Kritik ini mencuat di tengah sorotan publik atas dugaan penganiayaan yang dilakukan anggota Brimob berinisial Bripda MS terhadap siswa berinisial AT (14) di Maluku.
Markas Besar Kepolisian Negara Republik Indonesia sebelumnya telah menyampaikan permohonan maaf dan memastikan proses hukum berjalan.
Baca juga: Mahfud MD Geram: Tragedi Siswa NTT Akhiri Hidup Tamparan Keras bagi Negara
Selain kasus di Tual, Tiyo kembali menyinggung tragedi di Nusa Tenggara Timur, tepatnya di Kabupaten Ngada, yang menimpa Yohanes Bastian Roja (10).
Bocah tersebut ditemukan meninggal dunia dan diduga mengalami tekanan akibat kondisi ekonomi keluarga yang serba kekurangan.
Sebelum kejadian, korban disebut sempat meminta uang kepada ibunya, Maria Goreti Te’a, untuk membeli buku dan pena, namun belum dapat dipenuhi karena keterbatasan ekonomi.
Menurut Tiyo, peristiwa tersebut menunjukkan masih adanya persoalan mendasar dalam pemenuhan hak pendidikan anak.
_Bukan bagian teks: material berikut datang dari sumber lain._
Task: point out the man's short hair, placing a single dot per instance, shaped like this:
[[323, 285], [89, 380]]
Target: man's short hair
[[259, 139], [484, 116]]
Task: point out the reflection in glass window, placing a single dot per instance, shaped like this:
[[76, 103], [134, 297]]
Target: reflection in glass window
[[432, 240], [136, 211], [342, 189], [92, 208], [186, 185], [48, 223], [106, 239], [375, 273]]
Sebelumnya, Tiyo juga mengkritik program Makan Bergizi Gratis (MBG) yang dinilai belum sepenuhnya menjawab persoalan pendidikan.
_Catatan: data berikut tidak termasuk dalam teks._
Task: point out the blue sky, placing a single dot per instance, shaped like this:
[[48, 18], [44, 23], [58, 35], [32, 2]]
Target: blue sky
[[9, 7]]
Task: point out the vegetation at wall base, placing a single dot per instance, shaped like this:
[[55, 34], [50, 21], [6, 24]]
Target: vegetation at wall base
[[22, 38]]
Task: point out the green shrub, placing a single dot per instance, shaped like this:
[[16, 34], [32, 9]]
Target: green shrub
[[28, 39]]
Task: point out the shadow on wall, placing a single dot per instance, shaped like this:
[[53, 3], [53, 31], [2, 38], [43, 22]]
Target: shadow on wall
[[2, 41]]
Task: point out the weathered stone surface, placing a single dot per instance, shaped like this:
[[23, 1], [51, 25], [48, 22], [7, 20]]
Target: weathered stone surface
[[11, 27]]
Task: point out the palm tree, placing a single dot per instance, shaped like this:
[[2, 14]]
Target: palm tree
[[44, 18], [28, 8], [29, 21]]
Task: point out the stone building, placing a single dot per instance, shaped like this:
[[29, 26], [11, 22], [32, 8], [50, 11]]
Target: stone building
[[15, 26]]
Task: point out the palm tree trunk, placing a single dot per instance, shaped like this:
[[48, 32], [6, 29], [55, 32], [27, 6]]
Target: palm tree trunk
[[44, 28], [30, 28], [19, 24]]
Dalam diskusi di kanal YouTube Abraham Samad Speak UP, ia menyoroti besarnya anggaran program tersebut dan menyebut adanya “inkompetensi laten” dalam tata kelola kebijakan.
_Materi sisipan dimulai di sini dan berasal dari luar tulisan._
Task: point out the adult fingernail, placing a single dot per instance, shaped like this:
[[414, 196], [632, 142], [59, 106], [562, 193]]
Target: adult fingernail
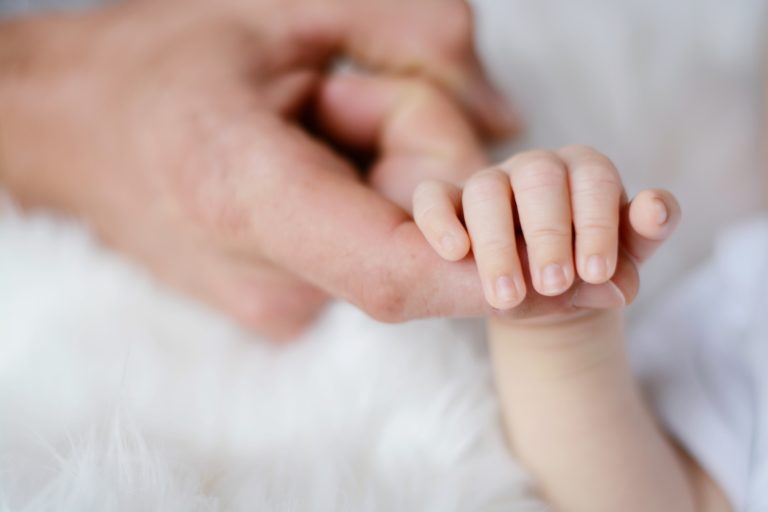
[[597, 268], [598, 296], [662, 214], [507, 290], [553, 279]]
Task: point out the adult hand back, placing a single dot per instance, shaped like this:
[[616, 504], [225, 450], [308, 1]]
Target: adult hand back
[[177, 131]]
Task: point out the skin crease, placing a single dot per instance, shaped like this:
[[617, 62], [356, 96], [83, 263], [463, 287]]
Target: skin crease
[[171, 128], [174, 133]]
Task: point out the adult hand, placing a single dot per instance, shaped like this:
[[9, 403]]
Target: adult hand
[[176, 130]]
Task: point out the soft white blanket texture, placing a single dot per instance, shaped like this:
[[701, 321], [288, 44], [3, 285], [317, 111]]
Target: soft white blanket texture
[[118, 395]]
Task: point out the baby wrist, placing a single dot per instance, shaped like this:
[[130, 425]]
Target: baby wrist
[[565, 348]]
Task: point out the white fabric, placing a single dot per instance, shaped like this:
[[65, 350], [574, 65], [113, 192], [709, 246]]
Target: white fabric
[[670, 90], [116, 395], [702, 356]]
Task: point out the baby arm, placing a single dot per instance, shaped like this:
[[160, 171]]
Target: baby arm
[[573, 414]]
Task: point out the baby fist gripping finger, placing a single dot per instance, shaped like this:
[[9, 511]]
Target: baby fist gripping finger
[[435, 210], [489, 217], [645, 224]]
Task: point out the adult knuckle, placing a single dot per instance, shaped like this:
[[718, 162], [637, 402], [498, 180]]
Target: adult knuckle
[[382, 298]]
BEM UGM bahkan telah menyurati UNICEF untuk mendorong evaluasi kebijakan yang dinilai berdampak pada hak anak.
Sebagai langkah lanjutan, Tiyo menantang Presiden Prabowo untuk hadir dalam debat terbuka di kampus UGM guna membahas data dan kebijakan secara langsung di hadapan mahasiswa.
“Silakan datang ke UGM. Kita siapkan forum terbuka. Mahasiswa akan mendebat data yang Bapak yakini,” ujarnya.
Meski pernyataannya menuai pro dan kontra serta berujung intimidasi terhadap dirinya dan pengurus BEM, Tiyo menegaskan kritik tersebut merupakan bentuk tanggung jawab moral mahasiswa dalam mengawal kebijakan publik agar tetap berpihak pada kepentingan rakyat dan perlindungan anak.